Matthew 17:14-23: Whereas Matthew greatly simplifies and shortens Mark’s version of this story in the narrative parts, he actually amplifies the “saying” part of it in verse 20. He does this in two ways: (1) He inserts here the Lord’s reference to faith as a mustard seed, a dominical saying found in quite another context in Luke 17:6; (2) Jesus here speaks of the disciples’ “small faith” (oligopistia). We saw earlier that this New Testament expression, “small faith,” either as a noun (here only) or an adjective, is found almost exclusively in Matthew; cf. 6:6; 8:26; 14:31; 16:8 (otherwise only in Luke 12:28). Faith, according to Matthew, is understood as trust in the authority (exsousia) of Jesus (8:9-13; 9:2). Miracles are said to be worked by faith (9:20-22, 28f). In three scenes where Mark and Luke do not do so, Matthew portrays Jesus as saying, “as you have believed, so be it done to you” (8:13; 9:29; 15:8).

When the man approaches Jesus (verse 14), he kneels down—gonypeton, literally “bending the knee”—before Jesus. That is to say, he assumes before Jesus the posture of prayer (contrast Mark 9:14-17). Like Solomon at the dedication of the Temple, he kneels before Jesus in prayer. This is the second time in two consecutive scenes in Matthew where kneeling is the proper posture in the presence of Jesus. In Matthew, then, the scene is one of worship and prayerful petition. And what does the man say to Jesus when he kneels down? Kyrie, eleison! — “Lord, have mercy!”

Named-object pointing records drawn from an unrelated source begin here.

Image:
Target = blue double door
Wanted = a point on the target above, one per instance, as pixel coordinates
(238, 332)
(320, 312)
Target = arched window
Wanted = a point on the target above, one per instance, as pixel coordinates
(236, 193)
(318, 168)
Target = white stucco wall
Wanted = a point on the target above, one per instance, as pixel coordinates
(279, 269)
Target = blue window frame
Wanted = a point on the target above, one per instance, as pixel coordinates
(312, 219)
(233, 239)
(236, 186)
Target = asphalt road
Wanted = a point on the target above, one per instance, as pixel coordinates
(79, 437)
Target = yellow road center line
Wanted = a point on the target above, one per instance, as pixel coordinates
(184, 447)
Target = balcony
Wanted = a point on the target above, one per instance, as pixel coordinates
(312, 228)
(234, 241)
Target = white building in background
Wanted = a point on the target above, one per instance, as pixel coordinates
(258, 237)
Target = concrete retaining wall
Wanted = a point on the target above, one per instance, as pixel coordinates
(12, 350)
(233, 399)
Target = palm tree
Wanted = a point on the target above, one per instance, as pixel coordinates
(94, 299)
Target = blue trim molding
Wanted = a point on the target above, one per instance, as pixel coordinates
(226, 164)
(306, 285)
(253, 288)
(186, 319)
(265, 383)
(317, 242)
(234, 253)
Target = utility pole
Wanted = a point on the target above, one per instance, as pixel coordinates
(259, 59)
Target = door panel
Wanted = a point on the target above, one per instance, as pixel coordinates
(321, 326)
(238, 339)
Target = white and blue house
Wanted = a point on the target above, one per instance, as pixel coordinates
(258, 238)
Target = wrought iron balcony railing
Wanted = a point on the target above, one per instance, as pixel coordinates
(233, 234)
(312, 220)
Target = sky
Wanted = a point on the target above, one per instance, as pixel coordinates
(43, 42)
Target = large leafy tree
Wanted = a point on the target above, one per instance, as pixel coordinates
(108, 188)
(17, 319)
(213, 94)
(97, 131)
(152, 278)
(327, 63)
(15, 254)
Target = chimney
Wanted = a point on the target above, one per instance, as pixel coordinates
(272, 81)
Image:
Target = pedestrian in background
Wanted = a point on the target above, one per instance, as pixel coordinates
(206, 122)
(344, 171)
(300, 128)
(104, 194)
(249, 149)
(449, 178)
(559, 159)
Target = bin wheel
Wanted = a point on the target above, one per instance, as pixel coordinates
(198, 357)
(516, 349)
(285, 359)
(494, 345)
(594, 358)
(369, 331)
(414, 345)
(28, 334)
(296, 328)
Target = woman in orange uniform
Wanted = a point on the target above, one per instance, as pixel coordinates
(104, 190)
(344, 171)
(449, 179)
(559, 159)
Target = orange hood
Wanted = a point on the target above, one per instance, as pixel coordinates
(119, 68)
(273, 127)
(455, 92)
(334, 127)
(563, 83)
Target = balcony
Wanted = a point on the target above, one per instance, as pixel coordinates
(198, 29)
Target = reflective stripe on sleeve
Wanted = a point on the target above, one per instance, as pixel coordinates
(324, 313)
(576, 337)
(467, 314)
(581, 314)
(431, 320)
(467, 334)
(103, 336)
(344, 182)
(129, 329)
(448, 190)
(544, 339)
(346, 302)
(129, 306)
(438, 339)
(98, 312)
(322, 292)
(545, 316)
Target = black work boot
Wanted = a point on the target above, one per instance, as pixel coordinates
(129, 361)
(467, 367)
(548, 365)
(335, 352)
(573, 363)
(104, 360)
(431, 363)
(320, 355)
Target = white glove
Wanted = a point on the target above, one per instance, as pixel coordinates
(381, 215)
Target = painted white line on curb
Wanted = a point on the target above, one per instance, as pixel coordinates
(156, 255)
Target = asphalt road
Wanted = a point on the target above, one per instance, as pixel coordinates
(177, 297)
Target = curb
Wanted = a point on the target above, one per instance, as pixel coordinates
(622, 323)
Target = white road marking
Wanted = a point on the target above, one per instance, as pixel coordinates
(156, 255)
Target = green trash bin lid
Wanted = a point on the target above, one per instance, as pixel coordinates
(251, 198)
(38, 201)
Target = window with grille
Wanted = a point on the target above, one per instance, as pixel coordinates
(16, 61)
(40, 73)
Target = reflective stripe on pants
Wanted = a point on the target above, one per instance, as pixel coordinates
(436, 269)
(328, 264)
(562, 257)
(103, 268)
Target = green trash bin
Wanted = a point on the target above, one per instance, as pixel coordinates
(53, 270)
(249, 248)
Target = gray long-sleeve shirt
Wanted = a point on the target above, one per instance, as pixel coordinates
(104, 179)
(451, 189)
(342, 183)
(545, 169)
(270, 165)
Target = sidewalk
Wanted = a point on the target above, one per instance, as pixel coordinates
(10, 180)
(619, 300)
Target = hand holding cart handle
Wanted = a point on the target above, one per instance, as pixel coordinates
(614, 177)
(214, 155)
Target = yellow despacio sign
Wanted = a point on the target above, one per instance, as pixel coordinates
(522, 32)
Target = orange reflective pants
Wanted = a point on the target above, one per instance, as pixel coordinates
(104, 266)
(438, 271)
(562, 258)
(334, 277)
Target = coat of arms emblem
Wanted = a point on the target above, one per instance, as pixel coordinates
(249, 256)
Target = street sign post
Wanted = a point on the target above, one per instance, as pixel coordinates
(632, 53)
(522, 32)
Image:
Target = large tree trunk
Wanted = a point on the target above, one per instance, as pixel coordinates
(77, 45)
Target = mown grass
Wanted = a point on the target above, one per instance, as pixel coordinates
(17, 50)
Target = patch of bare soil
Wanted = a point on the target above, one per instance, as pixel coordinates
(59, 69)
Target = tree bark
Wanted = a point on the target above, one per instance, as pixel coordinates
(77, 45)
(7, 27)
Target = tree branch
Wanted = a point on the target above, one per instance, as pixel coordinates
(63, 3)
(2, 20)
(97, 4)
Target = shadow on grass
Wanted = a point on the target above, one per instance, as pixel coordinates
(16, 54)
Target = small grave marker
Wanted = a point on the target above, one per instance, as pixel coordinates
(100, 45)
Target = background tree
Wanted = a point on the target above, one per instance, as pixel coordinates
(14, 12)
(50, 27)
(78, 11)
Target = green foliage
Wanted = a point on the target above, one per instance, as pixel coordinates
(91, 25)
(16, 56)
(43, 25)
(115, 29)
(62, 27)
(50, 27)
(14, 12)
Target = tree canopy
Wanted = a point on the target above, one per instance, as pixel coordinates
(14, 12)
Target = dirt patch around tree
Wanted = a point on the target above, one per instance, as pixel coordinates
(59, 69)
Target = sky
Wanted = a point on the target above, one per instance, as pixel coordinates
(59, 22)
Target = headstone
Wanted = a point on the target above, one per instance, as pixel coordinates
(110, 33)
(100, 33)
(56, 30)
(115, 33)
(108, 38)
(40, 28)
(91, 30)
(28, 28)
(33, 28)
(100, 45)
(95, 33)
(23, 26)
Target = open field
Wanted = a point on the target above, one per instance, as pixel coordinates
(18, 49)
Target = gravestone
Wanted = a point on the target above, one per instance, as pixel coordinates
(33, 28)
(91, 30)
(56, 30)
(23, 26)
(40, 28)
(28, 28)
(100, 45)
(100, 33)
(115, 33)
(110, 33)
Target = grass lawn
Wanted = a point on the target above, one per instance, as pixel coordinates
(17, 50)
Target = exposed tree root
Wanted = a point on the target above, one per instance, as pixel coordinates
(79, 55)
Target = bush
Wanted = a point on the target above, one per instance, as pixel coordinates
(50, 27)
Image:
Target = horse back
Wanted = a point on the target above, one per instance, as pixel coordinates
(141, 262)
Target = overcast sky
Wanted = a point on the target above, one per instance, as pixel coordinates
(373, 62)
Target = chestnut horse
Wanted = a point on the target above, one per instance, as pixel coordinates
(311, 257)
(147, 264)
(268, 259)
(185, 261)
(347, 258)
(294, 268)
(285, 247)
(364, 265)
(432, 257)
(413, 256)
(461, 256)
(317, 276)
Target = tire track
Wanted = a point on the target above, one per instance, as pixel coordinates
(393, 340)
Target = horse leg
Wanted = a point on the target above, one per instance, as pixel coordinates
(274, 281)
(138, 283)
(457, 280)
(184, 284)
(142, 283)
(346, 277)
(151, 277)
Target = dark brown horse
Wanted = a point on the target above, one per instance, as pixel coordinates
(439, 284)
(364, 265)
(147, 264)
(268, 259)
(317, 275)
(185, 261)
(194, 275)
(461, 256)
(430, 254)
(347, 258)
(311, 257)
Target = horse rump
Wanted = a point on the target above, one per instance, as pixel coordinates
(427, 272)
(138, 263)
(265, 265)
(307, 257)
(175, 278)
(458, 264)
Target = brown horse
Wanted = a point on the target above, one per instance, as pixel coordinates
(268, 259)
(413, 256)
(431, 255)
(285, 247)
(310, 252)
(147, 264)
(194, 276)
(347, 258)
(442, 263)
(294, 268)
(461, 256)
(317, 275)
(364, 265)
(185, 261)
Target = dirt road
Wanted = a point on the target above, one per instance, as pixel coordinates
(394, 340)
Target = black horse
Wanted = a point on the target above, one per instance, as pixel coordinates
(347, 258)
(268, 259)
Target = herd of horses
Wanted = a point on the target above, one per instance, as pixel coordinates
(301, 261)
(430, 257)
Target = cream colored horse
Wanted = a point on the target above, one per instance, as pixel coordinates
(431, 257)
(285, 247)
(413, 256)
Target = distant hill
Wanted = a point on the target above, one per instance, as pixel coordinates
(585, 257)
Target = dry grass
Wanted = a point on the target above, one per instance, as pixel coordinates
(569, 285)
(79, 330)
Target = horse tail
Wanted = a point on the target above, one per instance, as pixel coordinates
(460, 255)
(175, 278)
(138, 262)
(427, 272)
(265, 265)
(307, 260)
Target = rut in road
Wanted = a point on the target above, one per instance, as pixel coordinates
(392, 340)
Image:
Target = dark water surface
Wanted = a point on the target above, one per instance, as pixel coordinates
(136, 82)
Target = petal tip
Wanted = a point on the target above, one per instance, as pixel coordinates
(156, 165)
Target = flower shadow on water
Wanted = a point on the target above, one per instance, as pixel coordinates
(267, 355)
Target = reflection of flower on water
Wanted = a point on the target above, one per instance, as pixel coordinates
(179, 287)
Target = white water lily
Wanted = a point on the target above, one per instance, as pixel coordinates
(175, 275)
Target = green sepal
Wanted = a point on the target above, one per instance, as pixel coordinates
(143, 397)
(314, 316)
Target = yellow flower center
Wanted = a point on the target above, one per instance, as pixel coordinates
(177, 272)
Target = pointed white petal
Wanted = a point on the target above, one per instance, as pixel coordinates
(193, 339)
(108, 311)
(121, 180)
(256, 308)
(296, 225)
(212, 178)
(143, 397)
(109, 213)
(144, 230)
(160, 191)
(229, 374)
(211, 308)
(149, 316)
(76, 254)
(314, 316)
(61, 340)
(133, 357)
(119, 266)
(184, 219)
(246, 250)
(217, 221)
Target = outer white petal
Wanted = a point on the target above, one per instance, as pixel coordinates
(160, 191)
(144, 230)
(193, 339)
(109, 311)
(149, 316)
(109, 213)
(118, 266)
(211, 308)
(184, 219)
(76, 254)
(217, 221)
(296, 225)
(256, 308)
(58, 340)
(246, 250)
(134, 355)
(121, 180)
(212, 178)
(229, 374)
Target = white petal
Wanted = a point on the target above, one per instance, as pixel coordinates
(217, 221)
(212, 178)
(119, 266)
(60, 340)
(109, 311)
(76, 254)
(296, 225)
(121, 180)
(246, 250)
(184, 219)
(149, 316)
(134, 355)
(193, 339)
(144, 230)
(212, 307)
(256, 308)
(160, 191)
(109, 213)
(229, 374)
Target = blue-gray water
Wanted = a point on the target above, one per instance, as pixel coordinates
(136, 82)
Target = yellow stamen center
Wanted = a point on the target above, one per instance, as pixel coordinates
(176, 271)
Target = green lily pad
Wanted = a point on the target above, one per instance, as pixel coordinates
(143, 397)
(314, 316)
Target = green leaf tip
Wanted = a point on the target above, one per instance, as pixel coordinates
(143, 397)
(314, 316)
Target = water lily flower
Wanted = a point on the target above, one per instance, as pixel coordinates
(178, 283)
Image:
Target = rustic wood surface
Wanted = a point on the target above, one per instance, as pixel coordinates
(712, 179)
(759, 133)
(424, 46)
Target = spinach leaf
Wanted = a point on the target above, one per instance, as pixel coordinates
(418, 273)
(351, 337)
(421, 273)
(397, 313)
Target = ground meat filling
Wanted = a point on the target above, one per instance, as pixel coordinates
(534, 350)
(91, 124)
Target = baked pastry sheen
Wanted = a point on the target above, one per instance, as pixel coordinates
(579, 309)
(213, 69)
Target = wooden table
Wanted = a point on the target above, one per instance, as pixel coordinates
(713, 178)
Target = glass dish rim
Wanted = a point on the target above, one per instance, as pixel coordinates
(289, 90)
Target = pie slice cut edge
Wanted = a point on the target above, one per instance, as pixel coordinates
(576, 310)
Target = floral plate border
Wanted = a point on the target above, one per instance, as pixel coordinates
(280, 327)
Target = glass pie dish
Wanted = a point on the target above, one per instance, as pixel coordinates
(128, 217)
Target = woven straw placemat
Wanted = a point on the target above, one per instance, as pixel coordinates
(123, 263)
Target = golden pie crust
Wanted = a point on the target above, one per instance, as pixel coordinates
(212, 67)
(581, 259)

This kneeling down, or prostration, in prayer is not simply a generic act of worship. It is specified by its Christological reference. Indeed, in the former scene, the Transfiguration, the disciples fall into this posture when they hear the voice of the Father identifying Jesus as His Son. Their posture is a theophanic response (cf. Revelation 1:16-17). Here in Matthew (verse 15) the man bends the knee Avton–“towards Him.”

Romans 13:8-14: Paul returns briefly to the Christian’s relationship to the Mosaic Law. Does Christian freedom imply that believers are no longer bound by the Decalogue? Hardly, says Paul, but the general Christian command to love one’s neighbor as oneself more than adequately summarizes those components of the Decalogue that concern our fellow man. That is to say, even the Decalogue is now read through a new lens.

Once again Paul speaks of salvation as reality that lies yet in the future, a future that is now closer than when we first became believers. (verse 11). As we have seen repeatedly, in Romans the vocabulary of salvation is commonly associated with the return of Christ and the general resurrection of the body.
Meanwhile, Christians are to “wake up” to the newness of life in Christ (verses 11-12; 1 Thessalonians 6:6; 1 Corinthians 15:34; Ephesians 5:14).